Guns gets up, juts his chin at the screen, and says to me in a voice that carries, “I wonder how much THIS is costing us,” and leaves the room. Business and Grandma nod to him as he exits.
The eulogy continues.
A Hispanic woman in her 30s with two young children enters. They sit together quietly, as if they have just had bad news about their car. A service rep comes in to see them shortly after, saying, “It won’t be too long.” He glances at the screen and leaves.
Another service rep, a man of color, comes in for Cane. Cane stops him before he can get more than a few words out. “This is a waiting room. You people have a lot of nerve having GARBAGE LIKE THIS—“ cane jousting at the screen “—and I am NOT the only one who feels that way. Turn it to a local station.” Grandma and Business voice their assent as Cane leaves.
I say—and I don’t think I am saying it aloud until they react to me—“He is the President of the United States.” Grandma hisses again.
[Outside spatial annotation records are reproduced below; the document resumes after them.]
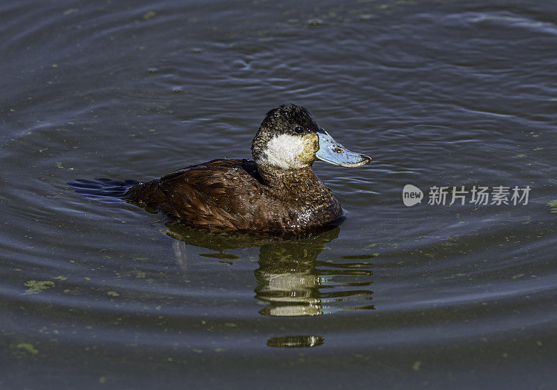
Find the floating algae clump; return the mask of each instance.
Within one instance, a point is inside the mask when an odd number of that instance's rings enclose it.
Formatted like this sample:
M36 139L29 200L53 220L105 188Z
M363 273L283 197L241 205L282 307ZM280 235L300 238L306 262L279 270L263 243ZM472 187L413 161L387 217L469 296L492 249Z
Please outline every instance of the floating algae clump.
M54 287L54 282L50 281L29 281L25 282L25 287L29 287L24 294L38 294L43 290Z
Business snorts. They return to their earlier conversation.
Mom looks over at me, eyebrows raised. She turns to watch the screen.
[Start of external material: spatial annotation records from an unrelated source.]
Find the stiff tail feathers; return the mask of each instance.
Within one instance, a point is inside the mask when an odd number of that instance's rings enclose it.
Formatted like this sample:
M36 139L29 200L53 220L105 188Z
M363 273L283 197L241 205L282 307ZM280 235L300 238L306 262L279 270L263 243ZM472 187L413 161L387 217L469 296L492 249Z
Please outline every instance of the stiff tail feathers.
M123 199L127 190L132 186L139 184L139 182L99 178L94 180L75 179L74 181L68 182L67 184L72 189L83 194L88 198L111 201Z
Every once in awhile, out of the corner of my eye, I see her nodding at the screen and smiling.
Suddenly, the President begins to sing. I’m not surprised; it seemed like he would have to, once he took up that theme, and given the venue. Grandma bolts up and yells at the screen, “SIT DOWN! Stop!”
I don’t know what is happening to me, but I look at her, hold up my arm in the stop/slow down gesture, and say in a voice I usually save for telling my kid to behave, “I have to disagree…but respectfully.”
Grandma sits, clearly fuming.
The eulogy ends.
Mom gets up, goes to the refreshment counter and says to the attendant, “I was so wrapped up in that great speech, I didn’t realize how hungry I was.” She sets down the book she had been reading when she first sat down and I realize it is her personal Bible (the silk page markers, the highlighter, the usual signs are there). She brings pastries over to her kids and returns for the book.
My whole life, I have never liked that song. Never, never. I didn’t hear it much growing up in the Catholic Church, but it’s fairly ubiquitous in the U.S. My mom loves it—many people I know do—and it was sung at my brother’s funeral. For whatever reason, it isn’t about the words, which I’ve never found compelling, but some kind of association in my mind with particular kinds of self-righteous Christians. Even though I am not a Christian, there are many in my life whom I respect, and they do not bear that particular brand of self-righteousness.
Amazing Grace, right there in the Precision Toyota customer lounge. It took the words and actions of some hateful people who felt they owned Grace, a woman with a dog-eared Bible, and the off-key singing of a President in an incredible place, surrounded by people of substance, speaking powerful truths about what many teachers, including the one named Jesus, have been telling us since the beginning of time—we have to do better toward one another—to forever change my mind about that song.